KWAME HOLMAN: Wall Street went into the long weekend on a cautious note amid bank troubles in Europe and slowing growth in Asia. The Dow Jones industrial average lost nearly 75 points to close below 12,455. The Nasdaq fell nearly two points to close at 2,837. But, for the week, the Dow gained seven-tenths of a percent; the Nasdaq rose 2 percent.
The typical chief executive officer at a major firm made more than $9 million last year, breaking previous records. The Associated Press reported today that U.S. companies also had record profits. For those in the Standard & Poor's 500 Index, profits were up 16 percent in 2011. And CEOs got about 6 percent more in compensation, due in part to receiving more stock awards.
For the first time, a privately built spacecraft arrived at the International Space Station today. The unmanned SpaceX Dragon capsule was captured by the station's robot arm in a rendezvous high over Australia. Ground crews at both NASA and SpaceX cheered and high-fived when the capsule finally berthed.
Elon Musk, the billionaire founder of SpaceX, spoke in a video link from the company's mission control in Hawthorne, California.

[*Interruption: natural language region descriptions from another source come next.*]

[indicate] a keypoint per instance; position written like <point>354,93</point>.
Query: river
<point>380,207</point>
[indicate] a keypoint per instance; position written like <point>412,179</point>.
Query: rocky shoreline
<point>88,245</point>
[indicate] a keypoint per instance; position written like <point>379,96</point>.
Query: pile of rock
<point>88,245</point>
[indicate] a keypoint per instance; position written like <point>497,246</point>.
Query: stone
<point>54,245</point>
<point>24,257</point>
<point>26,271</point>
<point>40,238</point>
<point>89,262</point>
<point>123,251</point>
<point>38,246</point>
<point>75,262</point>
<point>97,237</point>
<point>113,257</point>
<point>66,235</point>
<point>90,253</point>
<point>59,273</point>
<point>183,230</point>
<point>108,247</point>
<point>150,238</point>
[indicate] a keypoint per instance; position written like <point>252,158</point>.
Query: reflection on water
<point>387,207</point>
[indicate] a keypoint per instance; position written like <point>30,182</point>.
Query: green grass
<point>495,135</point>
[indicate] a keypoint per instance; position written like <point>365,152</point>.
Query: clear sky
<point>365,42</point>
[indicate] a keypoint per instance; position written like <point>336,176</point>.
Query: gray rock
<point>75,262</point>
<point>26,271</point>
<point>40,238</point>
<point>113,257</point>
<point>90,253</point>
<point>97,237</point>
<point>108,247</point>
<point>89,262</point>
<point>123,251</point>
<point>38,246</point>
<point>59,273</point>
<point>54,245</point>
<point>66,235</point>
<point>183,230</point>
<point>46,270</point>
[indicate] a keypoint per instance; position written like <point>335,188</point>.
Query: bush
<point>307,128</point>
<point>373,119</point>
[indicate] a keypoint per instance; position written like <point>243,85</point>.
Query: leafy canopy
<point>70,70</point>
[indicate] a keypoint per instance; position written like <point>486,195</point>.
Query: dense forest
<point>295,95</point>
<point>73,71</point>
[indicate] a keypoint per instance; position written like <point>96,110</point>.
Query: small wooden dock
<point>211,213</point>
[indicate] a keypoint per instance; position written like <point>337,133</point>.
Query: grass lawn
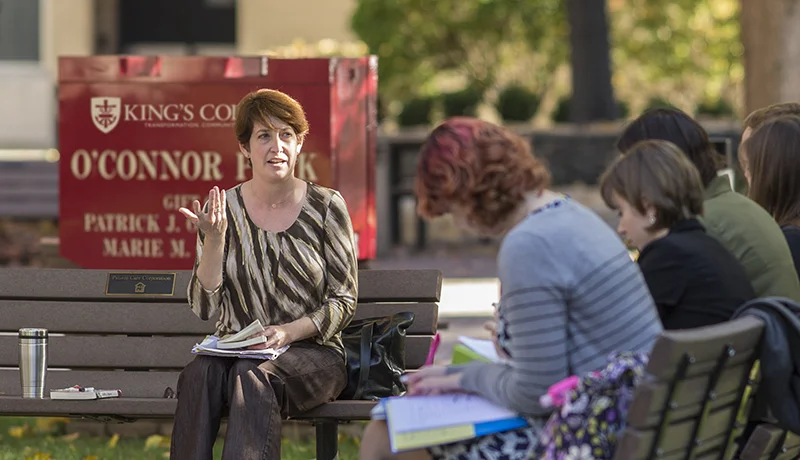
<point>51,439</point>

ELON MUSK, CEO, SpaceX: We're incredibly excited. In fact, I mean, really, I don't have words enough to express the level of excitement and elation that we feel here at SpaceX. This really is, I think, going to be recognized as a significantly historical step forward in space travel, and hopefully the first of many to come.
KWAME HOLMAN: Once its cargo is unloaded, the Dragon will return to earth. SpaceX has a contract to make a dozen more delivery runs.
In Syria, anti-government activists reported, an army assault killed at least 50 people in the central part of the country. The report said 13 of the victims were children. They said troops opened fire and began shelling after protests near the city of Homs.
Those are some of the day's major stories.